Cronologia della legge sulle armi

Maggio 2019

Gli elettori svizzeri hanno approvato le modifiche al diritto sulle armi con il 63,7 per cento dei voti. Il Consiglio federale pone in vigore gli adeguamenti al diritto sulle armi il 15 agosto 2019. Le armi da fuoco semiautomatiche sono al centro degli adeguamenti amministrativi. A determinate armi semiautomatiche, quali i fucili d’assalto 57 e 90, in futuro si applicheranno nuovi requisiti per l’acquisto, salvo nei casi in cui tali armi siano state riprese in proprietà direttamente dall’esercito. Le armi possono essere acquistate da tiratori sportivi, collezionisti e musei mediante un’autorizzazione eccezionale.

Aprile 2017

Adottando la nuova direttiva sulle armi, l’UE colma le lacune nel proprio diritto in materia di armi. La Svizzera, in quanto Stato associato a Schengen, ha partecipato alle pertinenti discussioni a livello UE. Adeguerà il suo diritto in materia di armi conformemente alla nuova direttiva. Il Parlamento svizzero approva le modifiche alla legge sulle armi nel settembre 2017. Contro tali modifiche è lanciato il referendum.

Giugno 2016

Il 1° luglio 2016 entra in vigore la legge federale sul miglioramento dello scambio d’informazioni tra autorità in materia di armi.
Tutti i registri cantonali delle armi sono collegati ora tramite una piattaforma che agevola in modo considerevole lo scambio d’informazioni tra i Cantoni e fedpol. La piattaforma permette inoltre di migliorare lo scambio d’informazioni tra autorità civili e militari in relazione a persone che per determinati motivi non sono autorizzate a possedere armi da fuoco.
Non è stato possibile registrare tutte le armi da fuoco non censite.
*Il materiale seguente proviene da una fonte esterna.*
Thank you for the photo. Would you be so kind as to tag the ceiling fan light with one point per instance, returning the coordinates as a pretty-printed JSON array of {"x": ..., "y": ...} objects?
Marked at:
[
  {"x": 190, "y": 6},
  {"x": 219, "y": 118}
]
Nel 2015 il Consiglio nazionale si era infatti dichiarato contrario a una registrazione a posteriori delle armi da fuoco.

Luglio 2010

La revisione della direttiva UE sulle armi comporta l’adeguamento della legge sulle armi.
I registri cantonali delle armi devono essere ora gestiti in modo elettronico.
Le informazioni registrate devono essere conservate per almeno 30 anni.
Le unità elementari di imballaggio delle munizioni devono essere contrassegnate.

Dicembre 2008

A seguito della firma nel 2004 da parte della Svizzera dell’Accordo di Schengen, la legge sulle armi è sottoposta a revisione. La direttiva UE sulle armi costituisce infatti uno sviluppo dell’acquis di Schengen che la Svizzera è tenuta a recepire.
Per l’acquisto di un’arma tra privati occorre ora un permesso d’acquisto di armi. È inoltre introdotto l’obbligo di contrassegnare le armi da fuoco.
La carta europea d’arma da fuoco rende più facile per i cacciatori e i tiratori sportivi muoversi nello spazio Schengen con la propria arma da fuoco.
Viene ottimizzato lo scambio di informazioni con gli Stati Schengen.
Ogni acquisto di armi deve essere iscritto nel registro cantonale delle armi.
Le imitazioni di armi sono ora considerate armi.

1999

Entra in vigore una legge sulle armi nazionale. Fino ad allora i Cantoni avevano disciplinato questa materia mediante un Concordato che risultava incompleto dal punto di vista del contenuto. Con l’entrata in vigore della legge il diritto in materia di armi viene quindi unificato a livello nazionale.